談志が本当に伝えたかったこと

▼筋トレと談志の共通項1 :「むちゃぶり」
ベンチプレスは現在120キロを上げる

筋トレは「むちゃぶり」が基本です。冒頭で私はベンチプレス120キロを上げると申しましたが、スタートは20キロからの重さからでした。今持ち上げられる6分の1の重さですが、最初の頃は翌日胸に筋肉痛が起こったものです。

しかし次第に重さに慣れていくので、25キロ、30キロ、35キロとどんどん重さを増やしていき、身体に「むちゃぶり」していくのです。自分の成長ぶりが重さという形で数値化されるのは、ものすごい励みになります。数値化は客観化でもあり、60キロのベンチプレスが精いっぱいの人にしてみれば、80キロ上げる人は憧れであり、100キロ上げる人はさらにまぶしく見えるものです。
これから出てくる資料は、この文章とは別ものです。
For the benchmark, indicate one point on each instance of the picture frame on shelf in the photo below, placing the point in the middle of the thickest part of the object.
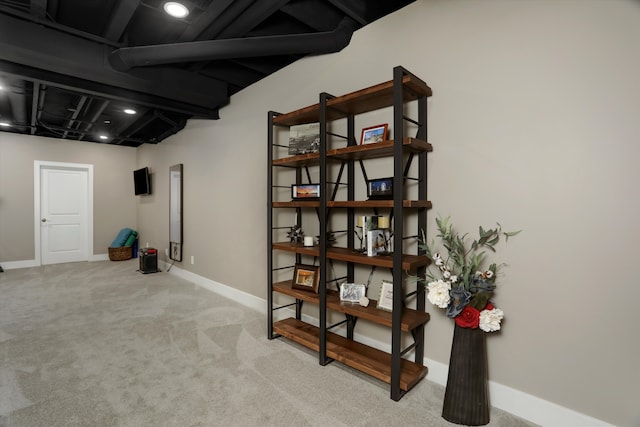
(306, 278)
(305, 191)
(385, 300)
(375, 242)
(373, 134)
(380, 189)
(352, 292)
(304, 138)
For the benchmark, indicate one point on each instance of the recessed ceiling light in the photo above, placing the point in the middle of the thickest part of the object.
(175, 9)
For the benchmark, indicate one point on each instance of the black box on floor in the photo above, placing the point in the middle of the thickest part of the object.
(148, 260)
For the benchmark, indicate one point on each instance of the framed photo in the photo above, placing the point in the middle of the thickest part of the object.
(304, 138)
(352, 292)
(306, 277)
(375, 242)
(305, 191)
(385, 301)
(381, 188)
(374, 134)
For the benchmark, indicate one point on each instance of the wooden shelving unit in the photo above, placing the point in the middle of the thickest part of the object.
(391, 367)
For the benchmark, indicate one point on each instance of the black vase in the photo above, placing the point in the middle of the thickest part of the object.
(466, 398)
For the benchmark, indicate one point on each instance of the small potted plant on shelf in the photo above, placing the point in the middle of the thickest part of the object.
(463, 285)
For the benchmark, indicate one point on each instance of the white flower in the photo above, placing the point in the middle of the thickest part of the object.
(490, 319)
(439, 293)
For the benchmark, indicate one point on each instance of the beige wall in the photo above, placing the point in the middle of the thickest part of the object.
(534, 122)
(114, 204)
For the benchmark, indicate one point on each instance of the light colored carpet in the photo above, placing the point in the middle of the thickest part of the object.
(99, 344)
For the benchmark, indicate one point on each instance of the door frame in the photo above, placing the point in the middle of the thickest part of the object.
(38, 165)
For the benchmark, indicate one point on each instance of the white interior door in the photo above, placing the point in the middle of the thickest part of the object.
(64, 214)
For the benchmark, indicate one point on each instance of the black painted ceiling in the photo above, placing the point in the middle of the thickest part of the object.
(68, 68)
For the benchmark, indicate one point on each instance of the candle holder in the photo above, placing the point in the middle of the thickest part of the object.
(385, 226)
(366, 224)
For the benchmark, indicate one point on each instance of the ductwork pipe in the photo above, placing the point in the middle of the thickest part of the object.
(126, 58)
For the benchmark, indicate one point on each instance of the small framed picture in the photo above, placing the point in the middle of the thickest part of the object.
(305, 191)
(352, 292)
(385, 301)
(381, 188)
(306, 277)
(375, 242)
(374, 134)
(304, 139)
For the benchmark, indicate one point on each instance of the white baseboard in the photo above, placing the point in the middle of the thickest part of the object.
(243, 298)
(12, 265)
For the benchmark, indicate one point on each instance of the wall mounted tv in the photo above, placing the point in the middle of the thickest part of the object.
(141, 181)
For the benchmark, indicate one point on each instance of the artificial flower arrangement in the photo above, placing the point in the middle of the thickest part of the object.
(464, 287)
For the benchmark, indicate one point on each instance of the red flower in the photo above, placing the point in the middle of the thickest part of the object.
(468, 318)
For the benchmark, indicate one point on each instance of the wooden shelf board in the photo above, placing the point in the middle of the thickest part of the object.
(353, 204)
(298, 248)
(356, 355)
(377, 204)
(297, 204)
(411, 318)
(409, 262)
(361, 101)
(355, 152)
(298, 160)
(378, 149)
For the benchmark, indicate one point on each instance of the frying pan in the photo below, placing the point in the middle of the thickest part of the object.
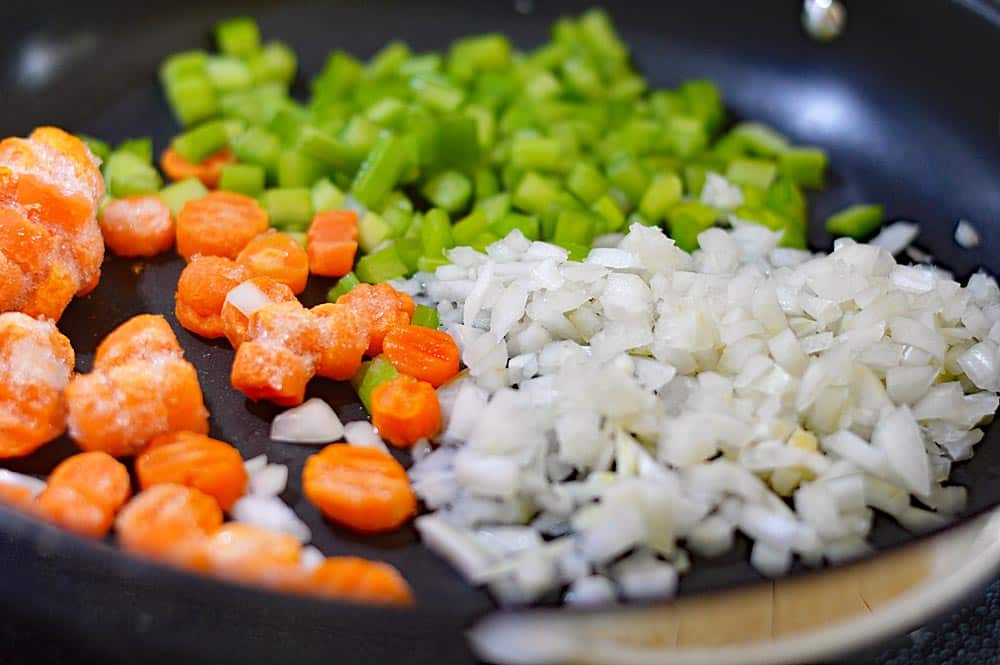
(906, 103)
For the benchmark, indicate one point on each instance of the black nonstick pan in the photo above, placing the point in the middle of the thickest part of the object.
(907, 103)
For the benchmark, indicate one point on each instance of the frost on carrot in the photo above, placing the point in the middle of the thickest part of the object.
(362, 488)
(405, 410)
(384, 308)
(135, 392)
(219, 224)
(332, 242)
(201, 293)
(137, 226)
(36, 362)
(84, 493)
(208, 171)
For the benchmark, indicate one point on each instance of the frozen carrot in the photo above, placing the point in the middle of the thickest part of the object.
(364, 489)
(405, 410)
(208, 171)
(277, 359)
(423, 353)
(201, 293)
(332, 242)
(36, 362)
(170, 523)
(343, 340)
(359, 580)
(278, 256)
(219, 224)
(140, 338)
(250, 554)
(383, 306)
(137, 226)
(234, 321)
(84, 493)
(193, 459)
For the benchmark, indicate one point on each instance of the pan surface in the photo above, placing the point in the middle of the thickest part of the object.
(906, 103)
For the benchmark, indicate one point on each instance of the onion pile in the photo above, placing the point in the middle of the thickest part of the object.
(620, 412)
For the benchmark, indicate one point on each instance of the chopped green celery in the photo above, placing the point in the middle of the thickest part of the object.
(409, 250)
(387, 60)
(749, 171)
(528, 225)
(485, 183)
(238, 36)
(380, 172)
(388, 112)
(127, 174)
(195, 145)
(372, 231)
(228, 73)
(686, 220)
(192, 99)
(100, 149)
(856, 221)
(258, 146)
(806, 166)
(326, 196)
(381, 265)
(289, 208)
(450, 190)
(587, 182)
(243, 178)
(469, 227)
(760, 139)
(495, 206)
(626, 174)
(177, 194)
(140, 147)
(274, 62)
(425, 317)
(609, 211)
(662, 194)
(705, 101)
(482, 241)
(458, 142)
(574, 227)
(685, 135)
(339, 77)
(329, 150)
(785, 198)
(436, 233)
(343, 285)
(694, 178)
(297, 169)
(370, 376)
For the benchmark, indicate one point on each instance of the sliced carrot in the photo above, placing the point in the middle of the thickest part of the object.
(202, 290)
(137, 226)
(405, 410)
(219, 224)
(423, 353)
(278, 256)
(362, 488)
(208, 171)
(84, 493)
(36, 362)
(195, 460)
(332, 242)
(383, 306)
(234, 322)
(170, 523)
(140, 338)
(343, 341)
(359, 580)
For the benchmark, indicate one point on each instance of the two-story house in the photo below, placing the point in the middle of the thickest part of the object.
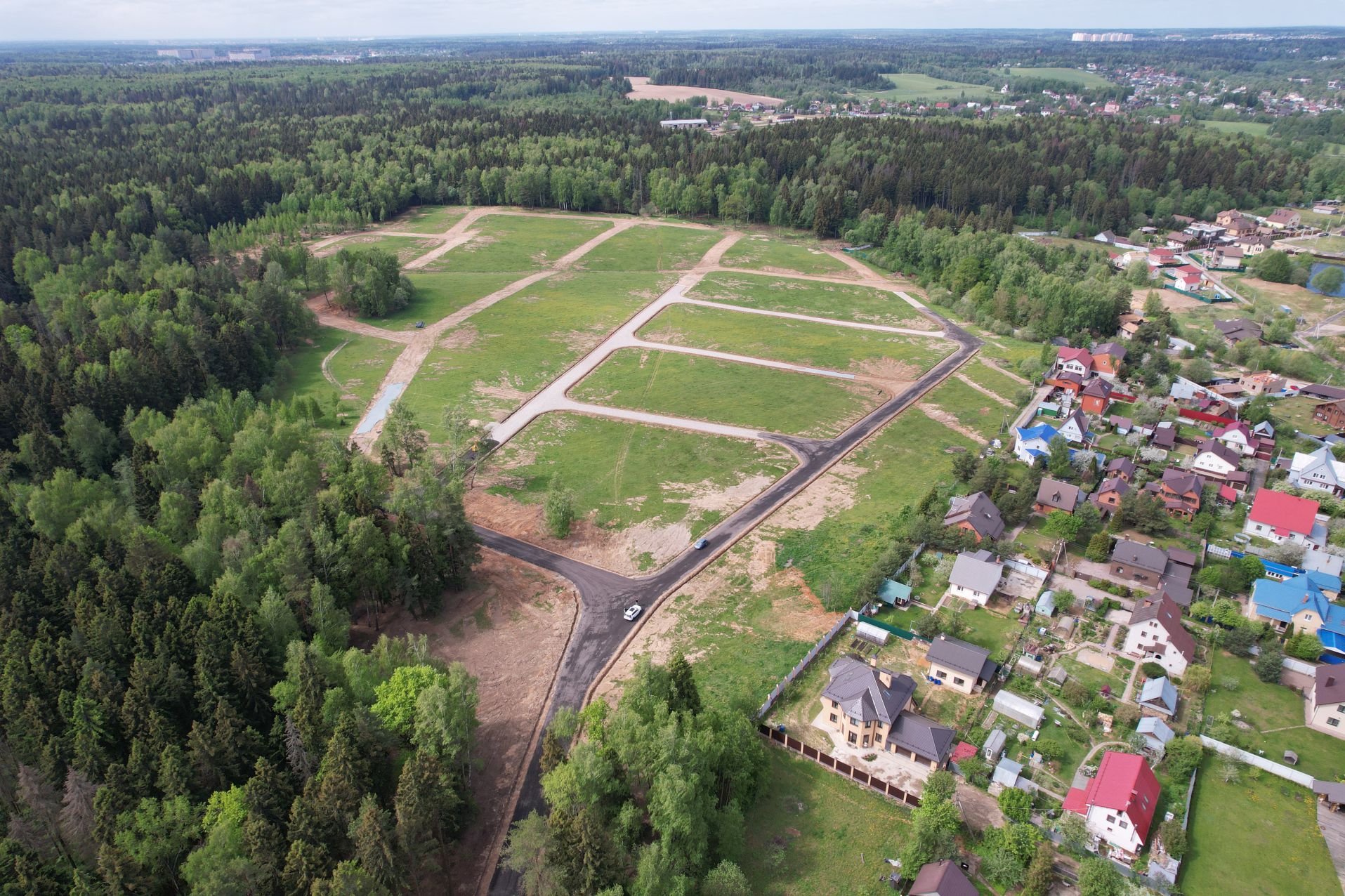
(1157, 635)
(1118, 805)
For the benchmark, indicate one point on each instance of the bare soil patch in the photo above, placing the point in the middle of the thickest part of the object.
(529, 615)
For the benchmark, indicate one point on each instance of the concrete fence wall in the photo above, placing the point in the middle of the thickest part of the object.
(1261, 762)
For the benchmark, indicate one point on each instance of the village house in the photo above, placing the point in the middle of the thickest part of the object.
(1318, 471)
(1095, 397)
(1239, 330)
(1281, 517)
(1118, 805)
(1330, 414)
(1054, 496)
(1215, 459)
(1180, 493)
(1157, 635)
(976, 514)
(976, 576)
(962, 666)
(1327, 703)
(870, 706)
(1301, 603)
(1108, 357)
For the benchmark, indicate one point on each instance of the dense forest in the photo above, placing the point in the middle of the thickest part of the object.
(182, 555)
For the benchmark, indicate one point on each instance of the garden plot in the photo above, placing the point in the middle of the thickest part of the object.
(888, 357)
(495, 361)
(844, 302)
(642, 493)
(518, 244)
(780, 255)
(782, 401)
(651, 248)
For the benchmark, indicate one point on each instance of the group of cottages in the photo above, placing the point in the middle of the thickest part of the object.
(872, 708)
談志もまさに「むちゃぶり理論」を実践している人でした。弟子には「踊りを五曲覚えろ」「歌を十曲覚えろ」とむちゃぶりをします。しかも、それをそのまま「はい、踊りを五曲覚えました」「歌を十曲身につけました」と弟子が返しているうちは、永久に昇進させないのです。

ダンベルの重さに筋肉が追いつくように生きる

これは「『いろは』を覚えて来いと言って、『いろは』と言ってどうするんだ」というのと同じです。談志が言いたかったのは「『いろは』の先にはまだいろいろあるだろう。『いろはにほへとちりぬるを』と。その先が見えないうちは、認めない」ということでした。

前座の頃、ここでつまづいた私は、ある日「倍返し」を思いつきました。

「踊りを五曲」と言われたら十曲を、「歌を十曲」と言われたら二十曲をと、談志のリターンに対してリターンエースを、むちゃぶりに対してむちゃぶり返しを試みたのです。すると、向こうは私に対するそれまでの評価を変えてくれたのでした。「やっとお前も俺と同じ価値観になったな」と。師匠はダンベルの重さに筋肉が追いつくように、私がむちゃぶりに追い付くのをずっと待ってくれていたのです。